My home was just off Route 30 in an area which had grown blueberries for a century and where iron was smelted for the Revolutionary War. My local post office, six miles away, was in Egg Harbor City, an 1850s planned community for Germans seeking relief from anti-immigrant persecution during the Know-Nothing movement. Egg Harbor still welcomes immigrants today to a community built on perfectly square blocks. I grew up on land preserved in 1978 by the United States as the first national Biosphere Reserve. Because of preservation, I grew up in a historic forest near a historic planned town, and in a community with heritage land uses and economy.
I came to appreciate historic communities, landscapes, landmarks, and culture when my community chose to fight a trash transfer station at a location formerly used as farmland. A trash transfer station would have destroyed the land, perhaps scattered refuse into adjacent forests, and would have been a blemish on the character of the community. I saw my community and institutions, such as the New Jersey Pinelands Commission, fight to preserve the land and culture in place. This and an interest behind how United States Route 30 came to be, led me to an interest in planning. Ultimately, this led to a decision to study planning at the Edward J. Bloustein School of Planning and Public Policy at Rutgers University.
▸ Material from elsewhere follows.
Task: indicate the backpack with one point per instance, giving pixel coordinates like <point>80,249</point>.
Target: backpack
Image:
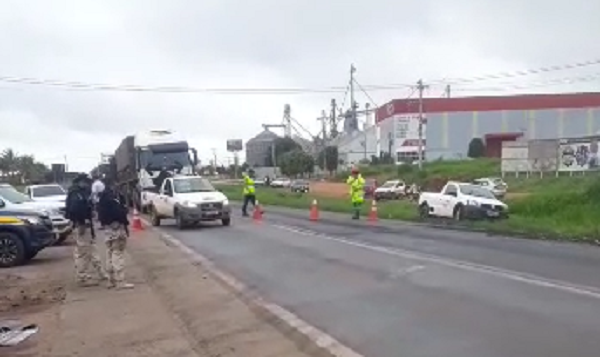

At Rutgers, I met professors who fought hard to preserve historic but underinvested communities like my own Egg Harbor. Through work with them, I helped to advance the conversation about how to preserve and make improvements on the historic main street in East Orange, in New Brunswick, and in downtown Newark. After graduating, I was led consequently to a role providing support to the County of Hudson, New Jersey by managing historic preservation grants, and to a job which furthered community planning and preservation in the Greenville community of Jersey City. In tandem, I worked in affordable housing development, which ultimately taught me the financial mechanisms behind much of community preservation.
After my work in Jersey City and after time with AmeriCorps, I attended the Urban Policy and Planning program at Hunter College of the City University of New York. I also became involved with the American Planning Association New York Metropolitan Chapter where I eventually served as an Executive Committee Member. In graduate school, I became interested in comprehensively planned, historic communities such as Sunnyside Gardens, Jackson Heights, Forest Hills, and the Grand Concourse. I also became interested in sustainability.
My interest in sustainability and my experience in affordable housing led me to the Governor’s Office of Storm Recovery, an office tasked with support for communities impacted by Hurricane Irene, Tropical Storm Lee, and Superstorm Sandy. At GOSR, I serve as Director of Housing Policy and Affordable Housing. Some of my most interesting projects include providing support to advance adaptive reuse projects in the Southern Tier and near Albany, and new construction to fill the gaps in historic main streets on Long Island.
In this and beyond, I continue to serve as an advocate to preserve historic facilities and sustain historic communities.